In summary, future research on SGLT2 inhibitors in managing HF in patients with T2D should focus on primary prevention trials, confirming antiarrhythmic effects, studying underlying mechanisms, exploring benefits in broader populations, conducting comparative studies, evaluating long-term safety and efficacy, and analyzing the impact on AF. Addressing these areas will provide a more comprehensive understanding of the role of SGLT2 inhibitors in cardiovascular health.
Conclusion | ▴Top |
The review of the efficacy of SGLT2 inhibitors in the management of HF in patients with T2D highlights their important role in reducing hospitalizations, cardiovascular mortality and major adverse cardiovascular events. These drugs were originally developed for glycemic control, but have demonstrated benefits beyond glycemic control. These benefits include improved cardiovascular and renal function and reduced inflammation and oxidative stress. Current evidence suggests that SGLT2 inhibitors are effective in patients with HF with both reduced and preserved ejection fractions, regardless of diabetes status, underscoring their broad therapeutic potential. However, gaps remain in understanding their long-term effects and safety across diverse populations, emphasizing the need for further research. It is essential to conduct rigorous and long-term clinical trials and develop health policies that promote equitable access to these treatments. Combining SGLT2 inhibitors with other therapeutic agents, such as GLP-1RAs, could offer additional benefits and further improve clinical outcomes in this population. In summary, SGLT2 inhibitors represent a promising and multifaceted option for managing HF in patients with T2D, but ongoing research and health policy efforts are necessary to optimize their use and maximize their benefits.
Highlights | ▴Top |
SGLT2 inhibitors have revolutionized the management of HF in patients with T2D, demonstrating benefits beyond glycemic control.

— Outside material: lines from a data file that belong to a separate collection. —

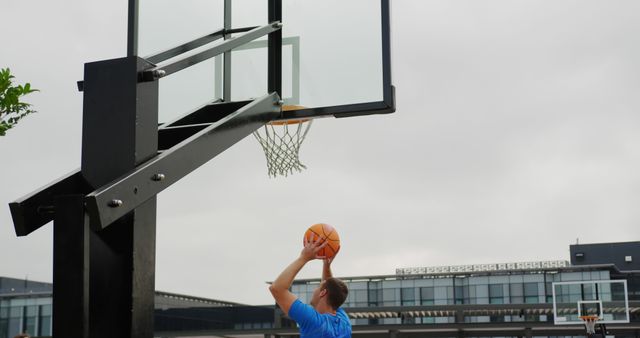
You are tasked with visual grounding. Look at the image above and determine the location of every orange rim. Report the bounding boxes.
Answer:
[269,119,311,126]
[269,104,311,126]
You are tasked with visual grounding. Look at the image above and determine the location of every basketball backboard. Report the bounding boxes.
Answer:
[552,280,629,325]
[134,0,395,122]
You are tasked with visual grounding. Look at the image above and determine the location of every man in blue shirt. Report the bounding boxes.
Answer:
[269,236,351,338]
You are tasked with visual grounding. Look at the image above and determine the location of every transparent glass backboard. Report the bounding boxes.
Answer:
[134,0,395,122]
[552,280,629,325]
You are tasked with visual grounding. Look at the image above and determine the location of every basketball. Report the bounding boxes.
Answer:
[302,223,340,258]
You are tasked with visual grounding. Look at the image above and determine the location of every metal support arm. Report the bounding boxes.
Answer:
[85,93,280,230]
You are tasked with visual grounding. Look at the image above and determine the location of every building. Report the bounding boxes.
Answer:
[0,242,640,338]
[0,277,264,338]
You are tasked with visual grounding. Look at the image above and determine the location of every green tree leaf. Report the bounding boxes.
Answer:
[0,68,38,136]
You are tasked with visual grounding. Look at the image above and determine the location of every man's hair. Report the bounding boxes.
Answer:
[324,277,349,310]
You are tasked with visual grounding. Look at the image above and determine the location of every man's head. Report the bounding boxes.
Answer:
[311,278,349,310]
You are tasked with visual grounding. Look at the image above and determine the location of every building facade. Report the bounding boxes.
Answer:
[0,242,640,338]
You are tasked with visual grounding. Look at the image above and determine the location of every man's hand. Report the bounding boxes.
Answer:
[300,234,329,262]
[322,247,340,280]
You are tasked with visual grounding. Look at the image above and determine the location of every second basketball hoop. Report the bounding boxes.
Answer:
[253,105,313,177]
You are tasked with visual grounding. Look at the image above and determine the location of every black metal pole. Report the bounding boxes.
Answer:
[79,56,158,338]
[52,195,90,338]
[267,0,282,97]
[127,0,139,56]
[225,0,233,102]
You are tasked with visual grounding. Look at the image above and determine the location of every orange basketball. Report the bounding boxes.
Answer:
[302,223,340,258]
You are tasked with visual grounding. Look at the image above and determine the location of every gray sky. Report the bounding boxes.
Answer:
[0,0,640,304]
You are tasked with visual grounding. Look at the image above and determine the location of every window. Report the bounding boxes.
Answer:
[509,283,524,304]
[453,286,469,304]
[369,289,380,306]
[38,305,51,336]
[524,283,538,303]
[400,288,416,306]
[382,289,399,306]
[420,287,434,305]
[489,284,504,304]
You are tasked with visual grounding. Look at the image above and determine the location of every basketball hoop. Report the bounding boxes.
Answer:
[253,106,313,177]
[580,316,600,335]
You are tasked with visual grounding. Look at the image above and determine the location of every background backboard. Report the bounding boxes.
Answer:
[134,0,395,122]
[553,280,629,325]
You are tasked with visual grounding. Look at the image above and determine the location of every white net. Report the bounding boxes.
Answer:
[253,119,313,177]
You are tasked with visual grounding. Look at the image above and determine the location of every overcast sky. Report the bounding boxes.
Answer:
[0,0,640,304]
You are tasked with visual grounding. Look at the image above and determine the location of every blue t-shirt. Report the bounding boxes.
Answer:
[289,299,351,338]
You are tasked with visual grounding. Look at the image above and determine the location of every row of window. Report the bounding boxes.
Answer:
[292,271,612,307]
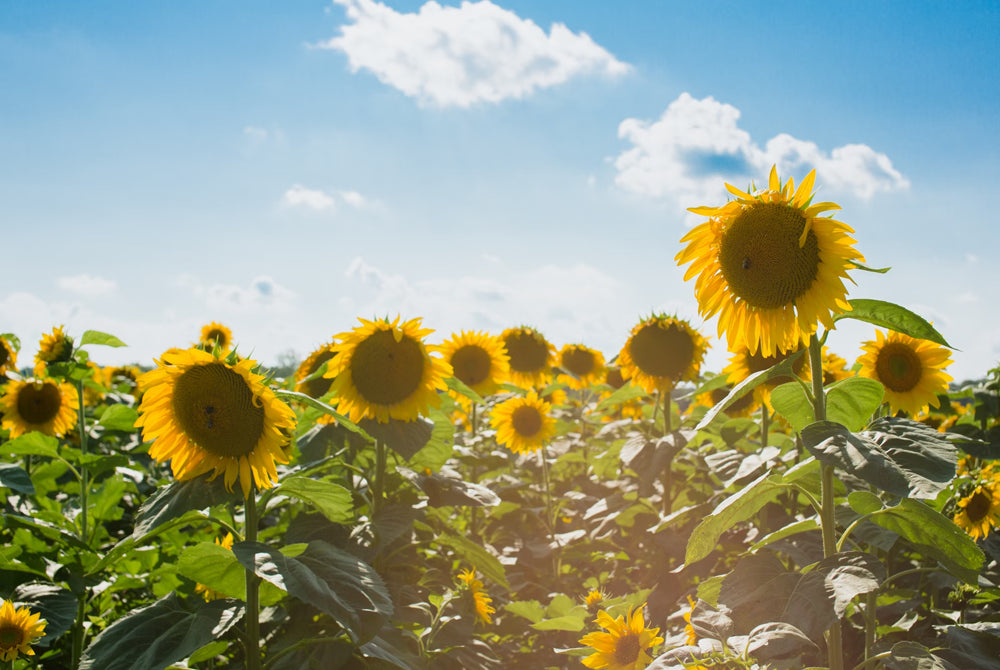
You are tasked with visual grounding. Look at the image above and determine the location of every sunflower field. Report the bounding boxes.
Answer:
[0,169,1000,670]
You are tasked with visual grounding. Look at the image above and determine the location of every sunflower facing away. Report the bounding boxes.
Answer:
[324,316,451,423]
[858,330,952,416]
[500,326,556,388]
[491,391,556,454]
[676,167,864,356]
[135,349,295,498]
[0,379,80,440]
[441,330,510,397]
[0,600,46,661]
[618,314,708,393]
[580,605,663,670]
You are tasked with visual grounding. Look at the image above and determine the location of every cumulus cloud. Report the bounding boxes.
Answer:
[316,0,630,107]
[615,93,909,207]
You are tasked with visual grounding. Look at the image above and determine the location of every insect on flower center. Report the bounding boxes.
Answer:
[172,363,264,458]
[17,382,62,424]
[351,330,425,405]
[719,202,820,309]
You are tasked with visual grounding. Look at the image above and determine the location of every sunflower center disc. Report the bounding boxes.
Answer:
[875,342,923,393]
[504,333,549,372]
[628,323,694,379]
[615,633,640,667]
[510,405,542,437]
[719,202,820,309]
[451,344,491,386]
[173,363,264,458]
[351,330,424,405]
[17,382,62,424]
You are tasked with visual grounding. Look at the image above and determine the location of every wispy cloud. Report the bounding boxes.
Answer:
[315,0,630,107]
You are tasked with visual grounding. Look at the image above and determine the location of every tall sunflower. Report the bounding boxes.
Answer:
[580,605,663,670]
[441,330,510,397]
[0,600,47,662]
[324,316,452,423]
[500,326,556,388]
[676,167,864,356]
[0,379,80,440]
[858,330,952,416]
[136,348,295,497]
[491,391,556,454]
[618,314,708,393]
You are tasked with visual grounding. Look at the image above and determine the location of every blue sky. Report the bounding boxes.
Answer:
[0,0,1000,379]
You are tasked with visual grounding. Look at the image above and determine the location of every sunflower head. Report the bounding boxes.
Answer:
[500,326,556,388]
[136,348,295,498]
[324,316,452,423]
[858,330,952,416]
[676,167,864,356]
[618,314,708,393]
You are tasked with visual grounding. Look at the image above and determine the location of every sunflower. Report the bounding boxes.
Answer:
[492,391,556,454]
[441,330,510,396]
[618,314,708,393]
[858,330,952,416]
[676,167,864,356]
[500,326,556,388]
[954,477,1000,540]
[558,344,604,390]
[0,379,80,440]
[324,316,452,423]
[580,604,663,670]
[0,600,46,662]
[136,348,295,498]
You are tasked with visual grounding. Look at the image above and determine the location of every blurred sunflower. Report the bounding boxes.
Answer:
[580,605,663,670]
[558,344,604,390]
[676,167,864,356]
[324,316,452,423]
[618,314,708,393]
[0,600,46,662]
[500,326,556,389]
[0,379,80,440]
[491,391,556,454]
[441,330,510,397]
[858,330,952,416]
[135,348,295,498]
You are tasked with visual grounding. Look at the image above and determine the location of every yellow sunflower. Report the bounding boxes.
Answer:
[618,314,708,393]
[0,600,46,662]
[0,379,80,440]
[676,167,864,356]
[441,330,510,397]
[858,330,952,416]
[324,316,452,423]
[558,344,604,390]
[136,348,295,497]
[580,605,663,670]
[500,326,556,388]
[491,391,556,454]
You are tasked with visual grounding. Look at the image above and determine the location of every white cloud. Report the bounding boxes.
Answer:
[615,93,909,207]
[316,0,630,107]
[56,274,118,296]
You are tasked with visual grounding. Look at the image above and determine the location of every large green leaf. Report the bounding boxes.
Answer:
[80,593,244,670]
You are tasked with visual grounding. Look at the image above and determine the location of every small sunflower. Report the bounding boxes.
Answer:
[500,326,556,388]
[136,348,295,497]
[676,167,864,356]
[0,600,46,662]
[558,344,604,390]
[858,330,952,416]
[441,330,510,397]
[492,391,556,454]
[618,314,708,393]
[580,605,663,670]
[324,316,451,423]
[0,379,80,440]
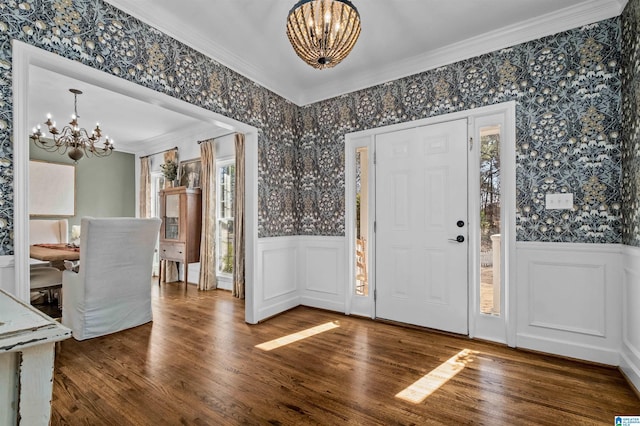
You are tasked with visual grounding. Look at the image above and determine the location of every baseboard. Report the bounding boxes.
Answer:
[0,254,15,268]
[256,295,300,322]
[516,334,620,366]
[619,351,640,398]
[300,296,345,313]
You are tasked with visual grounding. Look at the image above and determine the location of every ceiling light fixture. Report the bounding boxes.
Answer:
[29,89,113,163]
[287,0,360,69]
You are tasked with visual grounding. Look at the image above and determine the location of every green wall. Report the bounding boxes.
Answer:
[29,144,136,232]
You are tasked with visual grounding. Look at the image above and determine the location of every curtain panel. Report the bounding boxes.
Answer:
[198,139,218,290]
[139,157,151,219]
[231,133,245,299]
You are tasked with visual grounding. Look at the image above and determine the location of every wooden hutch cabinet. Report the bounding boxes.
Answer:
[158,186,202,288]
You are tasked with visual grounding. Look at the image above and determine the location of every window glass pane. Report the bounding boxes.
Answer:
[355,147,369,296]
[216,219,233,274]
[216,161,236,274]
[480,126,501,315]
[217,164,236,218]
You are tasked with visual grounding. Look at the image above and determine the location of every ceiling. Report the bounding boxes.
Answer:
[28,66,211,152]
[106,0,626,105]
[29,0,627,152]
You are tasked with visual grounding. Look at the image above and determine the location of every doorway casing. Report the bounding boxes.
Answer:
[11,40,258,323]
[345,101,516,346]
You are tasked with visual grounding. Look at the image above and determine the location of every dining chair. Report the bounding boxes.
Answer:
[62,217,161,340]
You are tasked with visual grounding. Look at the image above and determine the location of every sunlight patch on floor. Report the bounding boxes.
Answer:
[396,349,478,404]
[256,321,340,351]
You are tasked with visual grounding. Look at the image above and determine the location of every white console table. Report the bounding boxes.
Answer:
[0,290,71,426]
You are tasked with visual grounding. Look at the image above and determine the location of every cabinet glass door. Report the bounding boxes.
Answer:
[164,194,180,240]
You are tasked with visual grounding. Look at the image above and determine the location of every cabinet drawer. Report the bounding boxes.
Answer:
[160,243,187,262]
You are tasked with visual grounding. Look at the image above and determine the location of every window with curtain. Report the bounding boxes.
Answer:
[216,158,236,277]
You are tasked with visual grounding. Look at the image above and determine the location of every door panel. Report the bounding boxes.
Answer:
[375,120,468,334]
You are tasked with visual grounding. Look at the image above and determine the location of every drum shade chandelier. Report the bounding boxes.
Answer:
[29,89,113,163]
[287,0,360,69]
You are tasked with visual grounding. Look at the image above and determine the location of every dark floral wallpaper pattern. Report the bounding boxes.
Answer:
[0,0,639,254]
[297,19,621,243]
[622,0,640,247]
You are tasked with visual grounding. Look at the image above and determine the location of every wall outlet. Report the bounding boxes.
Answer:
[545,193,573,210]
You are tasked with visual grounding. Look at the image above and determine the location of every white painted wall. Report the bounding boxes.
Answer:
[516,242,622,365]
[620,246,640,389]
[0,255,16,296]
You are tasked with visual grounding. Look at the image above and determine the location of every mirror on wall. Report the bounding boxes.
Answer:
[29,160,76,217]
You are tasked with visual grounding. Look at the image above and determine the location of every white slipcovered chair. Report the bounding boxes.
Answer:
[29,219,69,303]
[62,217,160,340]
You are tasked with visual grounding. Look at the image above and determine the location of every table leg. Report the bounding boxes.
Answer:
[18,343,55,425]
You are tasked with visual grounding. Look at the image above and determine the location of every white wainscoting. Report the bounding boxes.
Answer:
[516,242,622,365]
[255,236,346,321]
[620,246,640,390]
[254,237,300,321]
[298,236,347,313]
[0,255,16,295]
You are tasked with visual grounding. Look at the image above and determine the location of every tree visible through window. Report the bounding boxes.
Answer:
[480,126,501,315]
[216,160,236,275]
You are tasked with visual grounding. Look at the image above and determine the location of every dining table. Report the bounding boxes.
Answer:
[29,243,80,270]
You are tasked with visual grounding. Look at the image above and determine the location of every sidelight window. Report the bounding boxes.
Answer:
[216,159,236,275]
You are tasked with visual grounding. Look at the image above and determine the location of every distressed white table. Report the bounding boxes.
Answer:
[0,290,71,426]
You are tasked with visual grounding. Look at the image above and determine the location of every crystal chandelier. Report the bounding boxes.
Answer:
[287,0,360,69]
[29,89,113,163]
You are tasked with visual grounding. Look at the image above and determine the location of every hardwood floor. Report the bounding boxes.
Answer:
[51,284,640,426]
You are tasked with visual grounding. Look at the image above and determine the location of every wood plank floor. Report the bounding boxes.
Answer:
[51,284,640,426]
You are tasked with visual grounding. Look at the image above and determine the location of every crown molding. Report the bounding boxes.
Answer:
[294,0,627,105]
[104,0,294,102]
[105,0,628,106]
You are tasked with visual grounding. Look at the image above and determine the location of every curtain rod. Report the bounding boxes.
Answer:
[140,146,178,158]
[198,132,238,145]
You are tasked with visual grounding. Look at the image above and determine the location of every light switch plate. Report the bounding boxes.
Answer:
[545,192,573,210]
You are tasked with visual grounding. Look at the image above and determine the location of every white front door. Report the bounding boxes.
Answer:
[375,120,468,334]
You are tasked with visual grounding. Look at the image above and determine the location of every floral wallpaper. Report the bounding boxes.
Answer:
[622,0,640,247]
[0,0,298,255]
[297,19,622,243]
[0,0,640,255]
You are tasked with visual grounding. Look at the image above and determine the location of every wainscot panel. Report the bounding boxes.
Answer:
[0,255,16,294]
[298,236,346,312]
[254,237,300,321]
[620,246,640,390]
[516,242,622,365]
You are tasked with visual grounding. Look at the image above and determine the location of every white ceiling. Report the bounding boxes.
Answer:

These drugs work through natriuresis, reducing plasma volume, and improving vascular function, resulting in a significant reduction in hospitalizations and cardiovascular mortality.
Various recent clinical studies have confirmed the efficacy of SGLT2 inhibitors, highlighting their positive impact on reducing major adverse cardiovascular events.
Although generally safe, SGLT2 inhibitors can increase the risk of genital infections and DKA, requiring careful monitoring.
Additional research is needed to better understand long-term effects and optimize treatment strategies in diverse populations.
Acknowledgments
The authors have no acknowledgements to declare, reflecting the independent completion of the work.
Financial Disclosure
No funding was received for the conduct of this study or the preparation of this article, indicating that there are no financial sources to declare.
Conflict of Interest
The authors declare no conflict of interest to ensure the impartiality of the review.
Author Contributions
Jordan Llerena-Velastegui, MD: supervision, conceptualization, writing - original draft, writing - review and editing. Melisa Santamaria-Lasso, MD: supervision, writing - review and editing. Melany Mejia-Mora, MD: formal analysis, writing - review and editing. Andrea Granda-Munoz, MD: formal analysis, writing - original draft, supervision. Martin Trujillo-Delgado, MD: data curation, writing - review and editing. Claudia Hurtado-Alzate, MD: data curation, formal analysis, writing - original draft. Ana Clara Fonseca Souza de Jesus, MD: data curation, formal analysis, writing - original draft. Pedro Moraes Coelho, MD: data curation, writing - review and editing, methodology. Jurgen Baldelomar-Ortiz, MD: data curation, writing - review and editing, methodology.
Data Availability
All data generated or analyzed during this study are included in this published article, and further inquiries should be directed to the corresponding author.